Contradiction (33/27): Improve the convenience of use (33) of the diagnostics while also increasing or not compromising on the reliability (27)
Solution: One example of an inexpensive disposable technical system where the convenience of use is improved while also increasing reliability is the glucose test strip used in blood glucose monitoring devices for diabetes management. Glucose test strips are designed to be user-friendly, allowing individuals with diabetes to easily apply a small blood sample to the strip using a lancet. The test strips provide rapid results, allowing users to monitor their blood glucose levels in a matter of seconds. This quick feedback enhances the overall convenience of self-monitoring.

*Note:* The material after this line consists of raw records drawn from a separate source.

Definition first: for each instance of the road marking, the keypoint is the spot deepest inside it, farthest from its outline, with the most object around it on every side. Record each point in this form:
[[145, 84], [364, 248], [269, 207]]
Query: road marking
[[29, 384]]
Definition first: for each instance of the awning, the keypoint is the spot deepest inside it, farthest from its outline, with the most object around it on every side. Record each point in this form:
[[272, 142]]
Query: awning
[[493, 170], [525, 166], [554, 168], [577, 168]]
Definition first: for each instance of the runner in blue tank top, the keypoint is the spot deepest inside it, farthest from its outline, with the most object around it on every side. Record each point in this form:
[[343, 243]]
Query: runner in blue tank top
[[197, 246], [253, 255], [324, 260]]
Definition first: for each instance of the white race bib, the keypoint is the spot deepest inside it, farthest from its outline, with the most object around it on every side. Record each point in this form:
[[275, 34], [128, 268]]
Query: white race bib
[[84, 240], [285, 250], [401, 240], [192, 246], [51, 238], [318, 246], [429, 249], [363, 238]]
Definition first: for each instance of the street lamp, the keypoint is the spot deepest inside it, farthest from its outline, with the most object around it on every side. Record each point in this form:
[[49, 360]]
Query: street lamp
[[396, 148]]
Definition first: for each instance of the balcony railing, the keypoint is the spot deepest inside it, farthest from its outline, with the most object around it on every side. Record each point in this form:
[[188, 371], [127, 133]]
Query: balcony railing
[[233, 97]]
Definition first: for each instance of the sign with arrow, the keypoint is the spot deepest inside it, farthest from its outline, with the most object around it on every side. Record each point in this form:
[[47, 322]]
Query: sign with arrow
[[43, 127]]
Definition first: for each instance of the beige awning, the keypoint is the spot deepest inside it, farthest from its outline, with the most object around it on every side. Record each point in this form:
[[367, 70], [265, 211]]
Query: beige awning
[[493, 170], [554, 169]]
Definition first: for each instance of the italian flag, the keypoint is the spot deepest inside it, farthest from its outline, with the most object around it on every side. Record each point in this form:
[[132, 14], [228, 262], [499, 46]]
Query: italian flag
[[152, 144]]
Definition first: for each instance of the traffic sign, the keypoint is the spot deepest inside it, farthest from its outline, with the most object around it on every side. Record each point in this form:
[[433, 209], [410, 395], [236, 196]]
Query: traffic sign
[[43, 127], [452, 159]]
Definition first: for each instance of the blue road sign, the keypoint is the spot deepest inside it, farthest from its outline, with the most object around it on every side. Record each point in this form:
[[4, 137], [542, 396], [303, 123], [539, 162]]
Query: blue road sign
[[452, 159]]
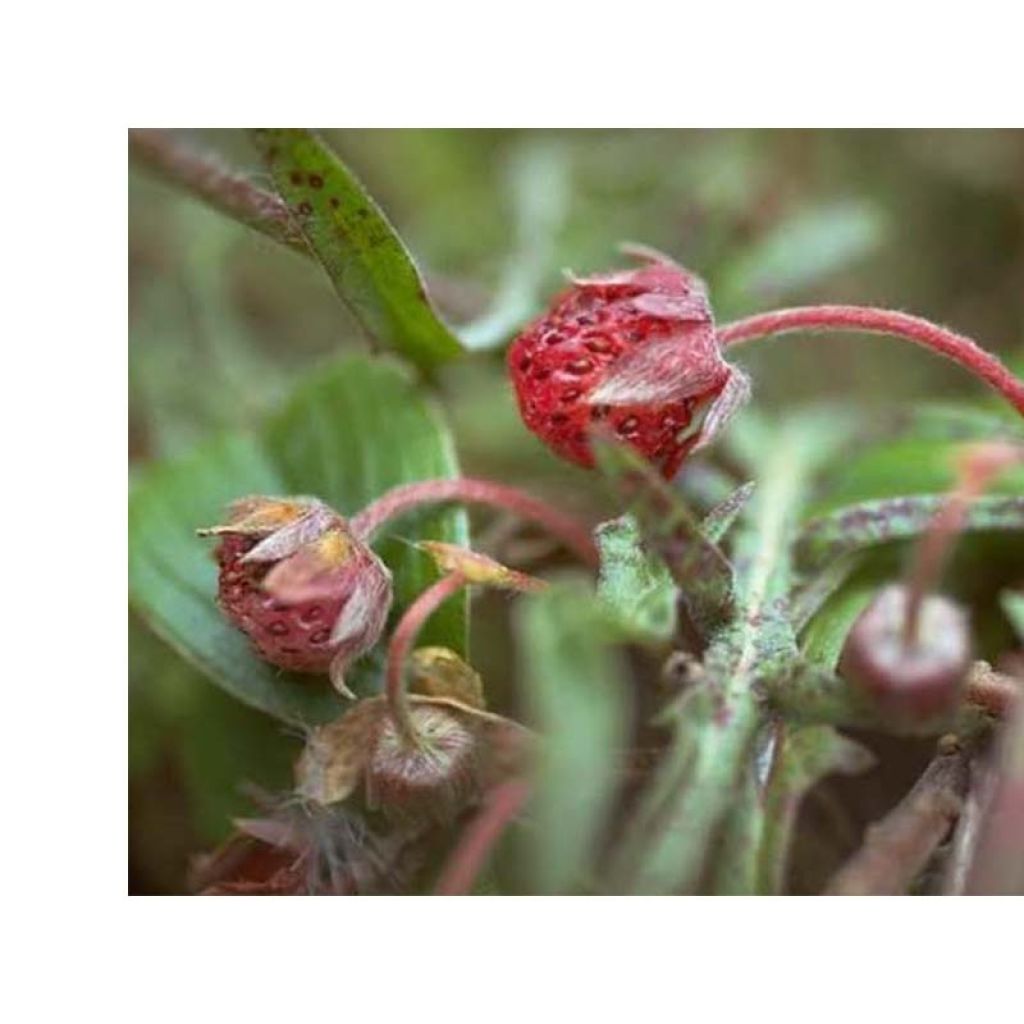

Glucose test strips are small and portable, making them easy to carry, store, and use anywhere. This portability contributes to the convenience of managing diabetes on the go.
Modern glucose test strips are engineered for high accuracy, providing reliable measurements of blood glucose levels. This accuracy is crucial for individuals to make informed decisions about insulin dosage and overall diabetes management. The disposable nature of these test strips ensures consistent performance for each use, eliminating the risk of contamination or degradation that could impact the reliability of results. Since the test strips are disposable, there is a lower risk of contamination from residual blood or other substances. This contributes to the reliability of measurements and reduces the potential for inaccurate readings. Disposable test strips eliminate the possibility of cross-contamination between different users, ensuring that each individual receives accurate and personalized results.